The results of the simulation data indicated that the median RMSEt and RMSEr were all less than 0.25 mm and 0.09°, respectively, for all 20 and 40% removal ratios. In the worst case, although the unilateral 40% removal ratio was almost twice the usual clinical craniotomy, the overall reconstruction accuracy was greater than 93.94 ± 2.33%. Simulation results suggested that not only could the unilateral skull defect be repaired accurately, but that the bilateral craniotomy could also be recovered satisfactorily. For the same ratio of skull material removal, the overall reconstructed accuracies of the bilateral reconstructions were always higher in mean values and lower in standard deviations, than the unilateral reconstructions. This was because more balanced errors were derived in the cost function by removal in bilateral skull operations, than by unilateral instances, hence producing more robust results in the registration process.

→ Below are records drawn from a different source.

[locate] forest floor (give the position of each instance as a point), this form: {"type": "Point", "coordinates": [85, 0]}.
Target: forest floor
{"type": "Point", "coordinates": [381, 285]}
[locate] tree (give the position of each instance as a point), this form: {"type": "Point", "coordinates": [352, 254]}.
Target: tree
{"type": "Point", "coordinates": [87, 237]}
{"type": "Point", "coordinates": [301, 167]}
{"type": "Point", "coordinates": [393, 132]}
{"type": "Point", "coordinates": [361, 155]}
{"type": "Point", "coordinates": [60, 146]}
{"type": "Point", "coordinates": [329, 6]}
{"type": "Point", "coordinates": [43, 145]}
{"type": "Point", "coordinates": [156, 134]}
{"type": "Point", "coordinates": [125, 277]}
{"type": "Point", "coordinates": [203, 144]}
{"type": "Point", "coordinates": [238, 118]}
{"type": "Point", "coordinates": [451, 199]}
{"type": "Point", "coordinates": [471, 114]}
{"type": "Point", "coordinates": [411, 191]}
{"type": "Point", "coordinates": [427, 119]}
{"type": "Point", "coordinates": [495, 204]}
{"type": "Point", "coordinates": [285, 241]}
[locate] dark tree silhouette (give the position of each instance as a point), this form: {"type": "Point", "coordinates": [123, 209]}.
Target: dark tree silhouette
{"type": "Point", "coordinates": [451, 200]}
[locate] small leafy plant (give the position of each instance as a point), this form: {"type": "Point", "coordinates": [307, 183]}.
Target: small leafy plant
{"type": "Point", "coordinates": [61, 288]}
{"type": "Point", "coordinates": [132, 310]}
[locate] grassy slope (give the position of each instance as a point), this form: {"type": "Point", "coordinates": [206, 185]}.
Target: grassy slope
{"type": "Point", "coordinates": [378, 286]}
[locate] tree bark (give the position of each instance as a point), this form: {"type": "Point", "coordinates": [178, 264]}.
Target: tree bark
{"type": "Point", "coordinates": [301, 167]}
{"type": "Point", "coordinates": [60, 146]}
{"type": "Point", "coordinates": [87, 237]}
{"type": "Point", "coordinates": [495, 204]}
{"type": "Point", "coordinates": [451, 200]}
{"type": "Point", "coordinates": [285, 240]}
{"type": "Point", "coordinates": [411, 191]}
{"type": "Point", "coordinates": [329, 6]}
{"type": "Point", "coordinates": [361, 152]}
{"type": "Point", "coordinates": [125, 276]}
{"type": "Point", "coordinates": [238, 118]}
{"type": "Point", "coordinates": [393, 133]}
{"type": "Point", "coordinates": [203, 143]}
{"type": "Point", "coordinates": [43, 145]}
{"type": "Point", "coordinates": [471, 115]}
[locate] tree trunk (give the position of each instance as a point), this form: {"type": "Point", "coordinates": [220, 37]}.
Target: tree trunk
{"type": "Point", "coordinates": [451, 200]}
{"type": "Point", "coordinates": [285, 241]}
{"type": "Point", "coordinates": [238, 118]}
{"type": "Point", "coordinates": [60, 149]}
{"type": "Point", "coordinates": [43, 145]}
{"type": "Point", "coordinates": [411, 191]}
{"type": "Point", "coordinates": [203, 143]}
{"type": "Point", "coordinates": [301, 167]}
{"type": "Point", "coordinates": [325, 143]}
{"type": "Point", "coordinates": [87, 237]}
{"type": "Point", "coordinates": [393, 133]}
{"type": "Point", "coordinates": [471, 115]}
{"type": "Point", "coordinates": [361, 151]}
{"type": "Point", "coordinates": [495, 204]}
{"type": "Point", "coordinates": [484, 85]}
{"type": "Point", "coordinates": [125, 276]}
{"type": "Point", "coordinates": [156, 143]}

Although there were one and two outliers in the RMSEr boxplots of unilateral 40% and bilateral 40% skull removal, respectively, their results appeared to be comparable with other cases. These outliers were caused by larger local minima at the low-resolution stage in the multi-resolution scheme that propagated to the higher-resolution levels. In the worst case, the RMSEt and RMSEr were 0.30 mm and 0.33°, respectively. Nevertheless, subvoxel accuracy was achieved (the voxel size was 0.48 mm × 0.48 mm × 0.60 mm) for all of our registration simulations. The reconstructed accuracy was as good as 90.09%.

In conclusion, we proposed an alternative method to faithfully reconstruct removed skull material based on the patient’s own intact diagnostic and defective high-resolution CT images. The results for the simulations and the real case demonstrated that the inner-outer snake could effectively eliminate artifacts induced by the partial volume effect, which facilitate the subsequent rigid-body registration to achieve satisfactory results. Our method was able to produce a repaired skull model matching the border of the incised section, and recover the original cranial appearance.